Over the past decade or so, the digital revolution has given us a surplus of data. This is exciting for a number of reasons, but mostly in terms of how AI will be able to further revolutionize the enterprise.
However, in the world of B2B — the industry I’m deeply involved in — we are still experiencing a shortage of data, largely because the number of transactions is vastly lower compared to B2C. So, in order for AI to deliver on its promise of revolutionizing the enterprise, it must be able to solve these small data problems as well. Thankfully, it can.
The problem is that many data scientists turn to bad practices, creating self-fulfilling prophecies, which reduces the effectiveness of AI in small data scenarios — and ultimately hinders AI’s influence in advancing the enterprise.
The trick to applying AI correctly to small data problems is in following correct data science practices and avoiding bad ones.
The term “self-fulfilling prophecy” is used in psychology, investing and elsewhere, but in the world of data science, it can simply be described as “predicting the obvious.” We see this when companies find a model that predicts what already works for them, sometimes even “by design,” and apply it to different scenarios.
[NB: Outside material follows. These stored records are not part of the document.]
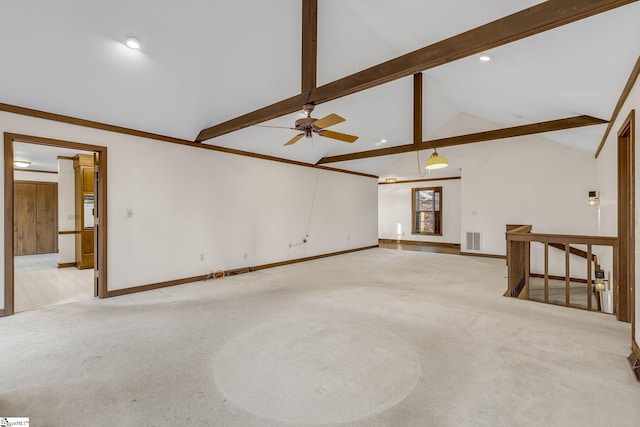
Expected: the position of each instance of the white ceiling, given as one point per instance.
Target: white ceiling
(204, 62)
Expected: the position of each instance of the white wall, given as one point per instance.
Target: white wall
(607, 164)
(24, 175)
(394, 207)
(187, 202)
(66, 211)
(524, 180)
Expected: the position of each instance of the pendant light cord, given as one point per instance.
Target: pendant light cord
(422, 175)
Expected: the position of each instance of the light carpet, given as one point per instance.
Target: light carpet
(373, 338)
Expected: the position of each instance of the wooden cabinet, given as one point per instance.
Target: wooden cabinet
(35, 227)
(84, 213)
For instance, a retail company determines that people who filled their cart online are more likely to purchase than people who didn’t, so they heavily market to that group. They are predicting the obvious!
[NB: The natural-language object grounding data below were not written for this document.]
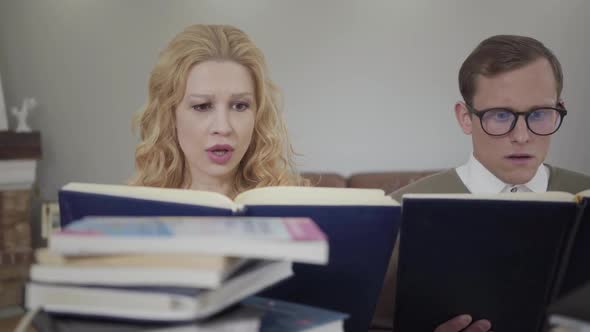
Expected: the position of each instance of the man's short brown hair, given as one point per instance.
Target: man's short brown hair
(500, 54)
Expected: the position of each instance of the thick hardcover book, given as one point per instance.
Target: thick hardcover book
(155, 303)
(361, 226)
(500, 257)
(571, 312)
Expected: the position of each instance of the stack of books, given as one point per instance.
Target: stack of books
(18, 161)
(571, 312)
(170, 269)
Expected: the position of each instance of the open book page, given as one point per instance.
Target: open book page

Instead, they should apply models that help optimize what does not work well — converting first-time buyers who don’t already have items in their cart. By solving for the latter — or predicting the non-obvious — this retail company will be much more likely to impact sales and acquire new customers instead of just keeping the same ones.
To avoid the trap of creating self-fulfilling prophecies, here’s the process you should follow for applying AI to small data problems:
- Enrich your data: When you find you don’t have a ton of existing data to work off of, the first step is to enrich the data you already have. This can be done by tapping into external data to apply look-alike modeling. We see this more than ever thanks to the rise of recommendation systems used by Amazon, Netflix, Spotify and more. Even if you only have one or two purchases on Amazon, they have so much information on products in the world and the people who buy them, that they can make fairly accurate predictions on your next purchase. If you’re a B2B company that uses a “single dimension” to categorize your deals (e.g., “large companies”), follow Pandora’s example and dissect each customer by the most detailed degrees (e.g., song title, artist, singer gender, melody construction, beat, etc.). The more you know about your data, the richer it gets. You can go from low-dimensional data with trivial predictions to high-dimensional knowledge with powerful prediction and recommendation models.